Гавриил стиснул зубы.
— Вернись.
— Нет.
Смех.
Легкий, как весенний ветерок, тот самый ветерок со слабым ароматом первоцветов, который закружил голову, почти лишил памяти.
— Твоя свобода, — Гавриил облизал пересохшие губы. — Это не свобода вовсе…
— Ты будешь волен делать все, что тебе заблагорассудится, — она никогда не отступала просто так, и сейчас не собиралась.
— Что именно? Убивать? Грабить? Насиловать… гнать жертву, пока силы ее не оставят? Забавляться, как…
— Как кто, Гавриил? — ласковый — ласковый шепот. — Как твой отец?
— Он мне не отец…
— В этом твоя беда, ласковый мой мальчик… и в этом твое счастье… ты не хочешь походить на него? Пускай… будь собой…
— Я уже есть, — он все же повернулся к окну и в два шага преодолел расстояние до подоконника. Распахнул створки в безумном порыве, едва не вырвав очередную с корнем. — Я есть! Я существую!
И ответом ему был далекий вой твари, которая вышла на охоту.
Евдокия всю ночь не могла заснуть, стоило смежить веки, как перед глазами вставала зыбкая стена и тени душ за ней.
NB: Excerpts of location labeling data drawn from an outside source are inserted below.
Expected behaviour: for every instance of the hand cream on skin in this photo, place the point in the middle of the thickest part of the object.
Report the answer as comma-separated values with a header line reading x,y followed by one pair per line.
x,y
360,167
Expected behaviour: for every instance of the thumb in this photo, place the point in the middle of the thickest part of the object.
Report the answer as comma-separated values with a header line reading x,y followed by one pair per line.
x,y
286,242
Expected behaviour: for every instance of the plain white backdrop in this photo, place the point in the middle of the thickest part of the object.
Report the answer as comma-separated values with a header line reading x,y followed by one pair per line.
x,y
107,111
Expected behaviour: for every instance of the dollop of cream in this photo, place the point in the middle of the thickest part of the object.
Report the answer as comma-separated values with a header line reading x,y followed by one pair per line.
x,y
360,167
— Мы есть, — шептали они, протягивая к Евдокии полупрозрачные руки. Во сне теням позволено было преодолеть стену, и Евдокия явно ощущала прикосновения их, липкие, будто бы пальцы эти были обернуты паутиной.
Она отшатывалась.
Просыпалась.
И заставляла себя лечь в чужую постель. Уснуть.
Завтра.
Уже завтра они отправляются в Серые земли. Себастьян купил билеты… и ее рассказ выслушал, не перебивая. Кивнул. Сказал:
— Вот оно как.
И вышел.
Ничего не объяснил, но тогда Евдокия была слишком утомлена, чтобы требовать объяснений. Ей казалось, что там, в орденских подвалах, ее всю выпили до самого донышка.
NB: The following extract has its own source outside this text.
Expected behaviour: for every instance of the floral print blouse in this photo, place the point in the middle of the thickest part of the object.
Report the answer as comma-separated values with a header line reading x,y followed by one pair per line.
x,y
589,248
И в постель она легла сама… и вот теперь маялась — маялась.
— Нет, хватит, — очередное пробуждение, резкое, а потому неприятное, заставило Евдокию сесть. Она провела ладонью по обнаженной своей руке, радуясь хотя бы этому прикосновению.
А рука-то ледяная.
И кожа гусиная, неровная. И холодно… в червене не бывает так холодно, но поди ж ты… сквозит от окна, не иначе. И Евдокия встала.
Пол стылый.
Поземка на нем… откуда летом поземка? Или же она вновь спит? Если спит, то сон на редкость яркий.
И луна за окном.
Полная луна… как такое возможно, если пошла она на убыль? Евдокия не знает. Она дошла до окна и окно это, закрытое, распахнула, впуская белую дорожку лунного света. Та протянулась через подоконник, сползла по стене, по полу разлилась стылыми лужицами, ледяными будто.
И в зеркале отразилась.
Сама дорожка, а еще женщина в белых одеждах, которая стояла у окна, разглядывая Евдокию. А та в свою очередь глядела на эту женщину.
— Не боишься?
— Боюсь, — призналась Евдокия.
— Тогда зачем ты споришь со мной?
— Я?
— Ты, — женщина была красива той холодной красотой, которая стоит почти на грани с уродством, и Евдокия, разглядывая черты совершенного ее лица, не могла отделаться от ощущения, что лицо это — маска. — Отпусти его.